Mariana Vale Darwich Apgáua Victoria Rypl

Os Desafios do Split Payment na Reforma Tributária

Publicado em 10/03/2025

Autor:

Mariana Vale Darwich Apgáua | Victoria Rypl |

A reforma tributária traz inovações significativas no modelo de arrecadação de tributos, entre elas a implementação do mecanismo de split payment. Esse sistema estabelece a separação e o recolhimento automático dos tributos no momento da liquidação financeira das transações comerciais, de modo que o contribuinte venha a receber somente o valor líquido da operação/prestação.

Embora a proposta tenha o potencial de aumentar a eficiência na arrecadação e reduzir a inadimplência fiscal, sua implementação envolve desafios complexos que precisam ser analisados com cautela.

O artigo 31 da nova Lei Complementar (LC) n.º 214/2025 prevê que os prestadores de serviços de pagamento eletrônico e as instituições operadoras de sistemas de pagamentos, nas transações de pagamento relativas a operações com bens ou com serviços, deverão segregar e recolher ao Comitê Gestor do Imposto sobre Bens e Serviços (IBS) e à Receita Federal, no momento da liquidação financeira da transação (split payment), os valores do IBS e da Contribuição Social sobre Bens e Serviços (CBS).
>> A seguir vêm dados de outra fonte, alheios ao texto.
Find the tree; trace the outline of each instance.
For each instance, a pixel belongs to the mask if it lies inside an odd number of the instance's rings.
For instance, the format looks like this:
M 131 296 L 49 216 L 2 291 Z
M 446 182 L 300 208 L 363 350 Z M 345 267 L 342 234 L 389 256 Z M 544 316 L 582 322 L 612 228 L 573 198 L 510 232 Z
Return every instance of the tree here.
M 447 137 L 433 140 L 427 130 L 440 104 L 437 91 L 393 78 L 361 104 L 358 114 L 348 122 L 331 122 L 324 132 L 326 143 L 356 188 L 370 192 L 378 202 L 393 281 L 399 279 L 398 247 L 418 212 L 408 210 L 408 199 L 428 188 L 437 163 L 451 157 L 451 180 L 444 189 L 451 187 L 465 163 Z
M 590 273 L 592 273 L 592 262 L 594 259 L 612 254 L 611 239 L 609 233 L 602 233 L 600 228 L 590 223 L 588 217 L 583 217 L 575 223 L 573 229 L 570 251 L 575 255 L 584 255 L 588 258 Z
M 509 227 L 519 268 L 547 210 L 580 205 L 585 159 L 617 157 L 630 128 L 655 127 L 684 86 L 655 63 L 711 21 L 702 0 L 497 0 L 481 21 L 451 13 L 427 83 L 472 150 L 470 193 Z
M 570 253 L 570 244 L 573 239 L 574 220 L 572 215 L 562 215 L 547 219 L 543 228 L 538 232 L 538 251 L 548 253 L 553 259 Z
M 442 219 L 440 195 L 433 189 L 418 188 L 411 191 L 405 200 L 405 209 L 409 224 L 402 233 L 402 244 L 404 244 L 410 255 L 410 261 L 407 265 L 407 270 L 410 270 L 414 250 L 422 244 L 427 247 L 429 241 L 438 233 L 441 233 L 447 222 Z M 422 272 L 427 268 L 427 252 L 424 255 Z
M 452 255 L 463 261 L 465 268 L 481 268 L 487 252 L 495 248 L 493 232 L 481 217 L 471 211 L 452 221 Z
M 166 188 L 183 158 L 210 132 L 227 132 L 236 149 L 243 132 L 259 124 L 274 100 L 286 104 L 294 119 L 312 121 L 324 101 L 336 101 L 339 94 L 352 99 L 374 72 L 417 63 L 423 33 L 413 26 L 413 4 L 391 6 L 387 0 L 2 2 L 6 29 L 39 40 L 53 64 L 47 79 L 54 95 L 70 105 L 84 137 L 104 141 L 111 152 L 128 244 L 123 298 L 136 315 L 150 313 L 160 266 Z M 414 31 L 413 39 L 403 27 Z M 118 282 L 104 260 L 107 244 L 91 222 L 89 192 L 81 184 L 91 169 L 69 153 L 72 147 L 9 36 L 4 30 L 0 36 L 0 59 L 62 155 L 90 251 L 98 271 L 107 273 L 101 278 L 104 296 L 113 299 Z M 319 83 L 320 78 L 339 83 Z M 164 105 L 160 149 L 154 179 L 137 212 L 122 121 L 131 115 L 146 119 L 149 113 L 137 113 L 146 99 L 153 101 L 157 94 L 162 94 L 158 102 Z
Dessa forma, no momento em que o adquirente realizar um pagamento, os impostos serão automaticamente descontados e direcionados ao Comitê Gestor do IBS e a Receita Federal.

Nas operações com pagamento parcelado pelo fornecedor, a segregação e o recolhimento do IBS e da CBS deverão ser efetuados, de forma proporcional, na liquidação financeira de cada uma das parcelas.

Apesar da imposição de segregação dos valores pelos prestadores de serviços de pagamento eletrônico e as instituições operadoras de sistemas de pagamentos, estes não serão responsáveis tributários pelo IBS e pela CBS incidentes sobre as operações com bens e com serviços cujos pagamentos eles liquidem.

A legislação ainda é omissa sobre alguns pontos e estabelece que atos conjuntos do Comitê Gestor do IBS e da Receita Federal disciplinarão o tema, inclusive no que se refere às atribuições dos prestadores de serviços de pagamento eletrônico e das instituições operadoras de sistemas de pagamento, considerando as características de cada arranjo de pagamento e das operações com bens e serviços.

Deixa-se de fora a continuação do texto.